O que valorizavam? O que realmente tinha importância? Perguntas desta ordem estavam em sua mente há algum tempo. Tinham se tornado ideia fixa, obsessão, esperança. Tocou o espelho com a palma da mão direita. Fitava-se, não via nada. O roupão caiu-lhe do ombro. Os ombros eram todos iguais. 
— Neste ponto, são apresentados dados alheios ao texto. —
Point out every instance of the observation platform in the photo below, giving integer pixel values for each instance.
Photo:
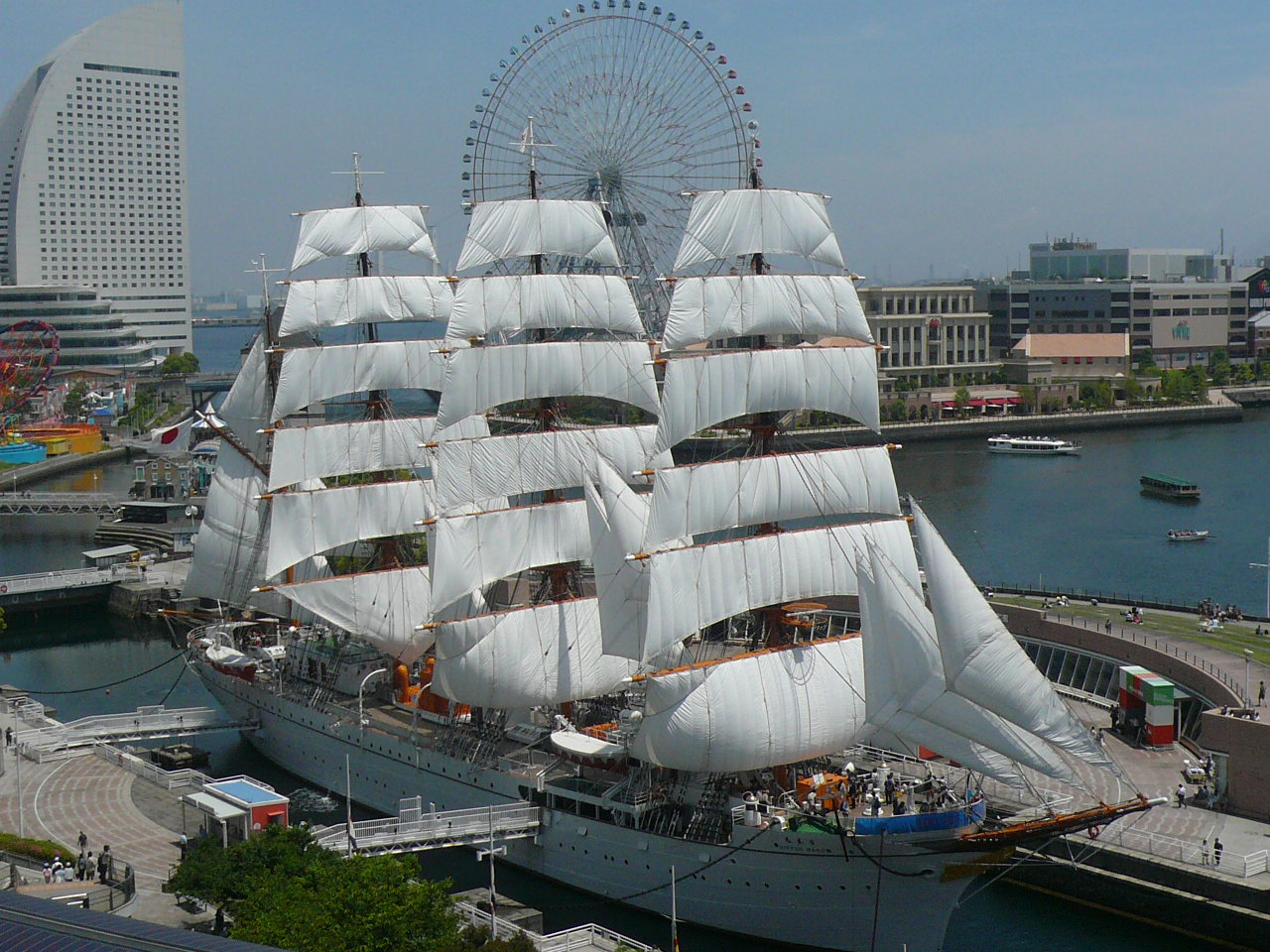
(56, 742)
Com o frescor da juventude, bela, famosa, sem perspectiva. Na verdade, apenas uma, o plano. Tinha se agarrado a ele, era o que evitava o seu definhamento completo. Sem ele já teria sucumbido, mas sucumbir por sucumbir era como viver por viver. Não era isso. Por isso o plano, por isso. Os últimos dias foram cruciais para levá-la a concluir sobre o definhamento puro e simples, havia estado internada e quase perdera a vida. Droga, álcool, alucinação e quase a morte. Definitivamente não funcionava. Seria uma catástrofe se perdesse a vida daquela maneira, tão fútil, tão repugnante.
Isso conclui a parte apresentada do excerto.